~90 min. Wire the HC-SR04 ultrasonic distance sensor. Read distance in centimeters. Trigger an LED or buzzer when something gets too close.
Goal: read a specialized sensor with a protocol of its own; convert sensor data to a real-world quantity (centimeters)
Estimated time: 90 minutes
Prerequisites: lab 8.1 (digital I/O); lab 11.1 (Serial debug)
Steps
Step 1: Identify the HC-SR04 pins (5 min)
The HC-SR04 has 4 pins: VCC (+5 V), Trig, Echo, GND. Label them visually; they are usually printed on the board
Step 2: Wire the sensor (15 min)
- VCC → R4's 5V pin
- GND → R4's GND
- Trig → R4's pin 7
- Echo → R4's pin 8
Pins 7 and 8 are arbitrary digital pins; pick others if you prefer. Just make sure they are digital-only (no PWM concerns; this is purely digital pulse timing)
Step 3: Write the basic read sketch (25 min)
const int TRIG_PIN = 7;
const int ECHO_PIN = 8;
void setup() {
pinMode(TRIG_PIN, OUTPUT);
pinMode(ECHO_PIN, INPUT);
Serial.begin(9600);
}
void loop() {
// Send 10us trigger pulse
digitalWrite(TRIG_PIN, LOW);
delayMicroseconds(2);
digitalWrite(TRIG_PIN, HIGH);
delayMicroseconds(10);
digitalWrite(TRIG_PIN, LOW);
// Read echo pulse duration (in microseconds)
unsigned long duration = pulseIn(ECHO_PIN, HIGH, 30000); // 30 ms timeout
// Convert to centimeters: speed of sound = 343 m/s = 29.1 us/cm
// pulse is round-trip, so divide by 2
float distance_cm = duration / 58.3;
Serial.print("Duration: ");
Serial.print(duration);
Serial.print(" us Distance: ");
Serial.print(distance_cm);
Serial.println(" cm");
delay(250);
}
Upload. Open Serial Monitor. You should see distance readings. Move your hand toward and away from the sensor; the distance updates
Step 4: Calibrate against a ruler (15 min)
Place objects at known distances (10 cm, 20 cm, 50 cm, 100 cm). Compare the sensor's reading to the ruler. The HC-SR04 is typically accurate to ±1 cm at short ranges, ±2-3 cm at longer ranges
Note any failure modes: very close (< 2 cm; sensor's minimum), very far (> 400 cm; sensor's maximum), oblique surfaces (echo bounces away), soft surfaces (echo is absorbed)

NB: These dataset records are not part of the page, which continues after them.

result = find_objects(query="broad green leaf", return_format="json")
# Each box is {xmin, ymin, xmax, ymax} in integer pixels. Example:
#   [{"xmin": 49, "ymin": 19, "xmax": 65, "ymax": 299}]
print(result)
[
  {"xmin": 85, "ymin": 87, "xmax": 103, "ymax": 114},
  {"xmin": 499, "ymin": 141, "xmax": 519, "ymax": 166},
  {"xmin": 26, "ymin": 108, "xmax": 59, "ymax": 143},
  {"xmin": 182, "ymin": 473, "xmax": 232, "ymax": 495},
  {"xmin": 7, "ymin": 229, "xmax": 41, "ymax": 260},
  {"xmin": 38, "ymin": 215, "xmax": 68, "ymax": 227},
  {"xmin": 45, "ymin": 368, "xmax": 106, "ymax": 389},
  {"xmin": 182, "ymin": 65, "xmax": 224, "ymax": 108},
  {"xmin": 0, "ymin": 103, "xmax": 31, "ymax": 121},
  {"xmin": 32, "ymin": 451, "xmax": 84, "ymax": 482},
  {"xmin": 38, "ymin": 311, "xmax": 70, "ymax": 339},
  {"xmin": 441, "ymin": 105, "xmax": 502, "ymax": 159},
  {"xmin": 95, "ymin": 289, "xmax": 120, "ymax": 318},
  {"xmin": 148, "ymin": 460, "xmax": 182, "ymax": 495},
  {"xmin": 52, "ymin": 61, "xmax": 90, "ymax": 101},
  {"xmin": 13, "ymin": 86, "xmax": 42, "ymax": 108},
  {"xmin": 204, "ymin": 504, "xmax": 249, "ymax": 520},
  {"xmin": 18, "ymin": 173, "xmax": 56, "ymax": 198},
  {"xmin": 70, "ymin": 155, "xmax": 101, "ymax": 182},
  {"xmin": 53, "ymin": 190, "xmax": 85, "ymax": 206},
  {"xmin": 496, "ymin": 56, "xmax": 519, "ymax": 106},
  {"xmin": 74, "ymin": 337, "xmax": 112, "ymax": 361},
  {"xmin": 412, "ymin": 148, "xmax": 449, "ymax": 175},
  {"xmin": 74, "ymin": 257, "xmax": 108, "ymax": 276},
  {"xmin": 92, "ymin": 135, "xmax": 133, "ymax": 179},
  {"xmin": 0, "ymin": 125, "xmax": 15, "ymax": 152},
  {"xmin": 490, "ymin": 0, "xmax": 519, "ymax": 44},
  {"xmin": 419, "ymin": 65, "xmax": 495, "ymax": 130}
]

Step 5: Add a "too close" alert (20 min)
Add an LED on pin 9. Light it when distance < 20 cm:
const int LED_PIN = 9;
void setup() {
// ... existing code ...
pinMode(LED_PIN, OUTPUT);
}
void loop() {
// ... existing read code ...
if (distance_cm > 0 && distance_cm < 20) {
digitalWrite(LED_PIN, HIGH);
Serial.println(" ALERT: too close!");
} else {
digitalWrite(LED_PIN, LOW);
}
delay(250);
}
Upload. Move objects in front of the sensor; the LED turns on inside 20 cm
Step 6: Document (10 min)
Lab notebook: distance vs reading calibration table. Failure modes you observed. Reflect on what changing the threshold (10 cm? 50 cm? 5 cm?) would mean for an actual application
Expected output
- Working distance sensor reading distance in cm
- Calibration against ruler
- "Too close" LED alert at threshold
Common pitfalls
- Wrong pin assignment for Trig vs Echo: Trig is OUTPUT (you send the pulse); Echo is INPUT (you receive the response). Reversed = sketch hangs or gets garbage
- Timeout too short: pulseIn(ECHO_PIN, HIGH, X) where X is too small will return 0 when the target is far away. 30000 (30 ms) handles up to ~5 m
- Sound interference: ultrasonic sensors can interfere with each other or pick up echoes from walls. Test in an open area first
Stretch (optional)
- Replace LED with the buzzer (with transistor switch if buzzer is too loud for direct pin drive). The buzzer beeps faster as the object gets closer (proximity alarm)
- Use the distance to control LED brightness via PWM (close = bright, far = dim). Map distance (0-200 cm) to brightness (255-0)
- Read three different sensors from your kit (temperature, humidity, motion, etc.) following the same pattern: protocol → read → convert → use
Lab 12.1 v0.1. The first specialized sensor. The pattern generalizes to every other sensor you will encounter.